The study included a total of 493 infants in the bronchopulmonary dysplasia cohort, of which 184 infants were also included in the pulmonary hypertension cohort. Bronchopulmonary dysplasia was defined by oxygen requirement at 36 weeks’ post-menstrual age. Pulmonary hypertension was defined based on echocardiography at 34 weeks’ postmenstrual age at a single site, Oregon Health & Science University, where the additional cardiology labels were available.
Researchers compared three approaches: a model trained on image features alone, a model trained on demographic risk factors alone (gestational age, birth weight, and post-menstrual age), and a multimodal model that combined both image features and demographics. Retinal image features were extracted using a ResNet18 deep learning architecture and then classified using a support vector machine.

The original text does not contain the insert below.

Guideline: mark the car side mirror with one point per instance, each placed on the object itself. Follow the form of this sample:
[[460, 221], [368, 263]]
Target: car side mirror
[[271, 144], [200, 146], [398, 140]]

For bronchopulmonary dysplasia, the multimodal model performed better than either demographics alone or imaging alone. In the held-out test set, the multimodal model achieved an area under the receiver operating characteristic curve (AUC) of 0.82 compared with 0.72 for both the demographics-only and imaging-only models.
For pulmonary hypertension, imaging appeared to carry especially strong diagnostic signal. The imaging-only model achieved an AUC of 0.91, outperforming the demographics-only model, which had an AUC of 0.68. The multimodal model also achieved an AUC of 0.91, suggesting that adding demographics did not meaningfully improve performance beyond the retinal features.
A key concern in this type of work is confounding by ROP itself, since prematurity-related conditions tend to cluster. To address this, researchers trained secondary models restricted to images without visible ROP signs and reported that results remained consistent.
In the discussion, researchers suggested several possible biological explanations. For bronchopulmonary dysplasia, they proposed that oxygen exposure, mechanical ventilation, or continuous positive airway pressure might influence retinal or choroidal vasculature in ways that are detectable in fundus images. For pulmonary hypertension, they hypothesized that elevated right-sided pressures could contribute to venous congestion or altered retinal vascular drainage, similar to changes described in adults with pulmonary hypertension.
The researchers emphasized that the findings are proof-of-concept and hypothesis generating. They noted several limitations, including the relatively small pulmonary hypertension cohort (reducing statistical power), the lack of external validation across different imaging devices, and the absence of model explainability analyses. They also cautioned that deep learning models can often perform poorly when applied to out-of-distribution images, such as those acquired in low-resource settings or using different camera systems.
Nevertheless, the study raises a clinically relevant question for both neonatology and pediatric ophthalmology: whether retinal imaging already embedded in care pathways could eventually support earlier identification of infants at high risk for severe cardiopulmonary complications, potentially prompting earlier echocardiography or more aggressive pulmonary management.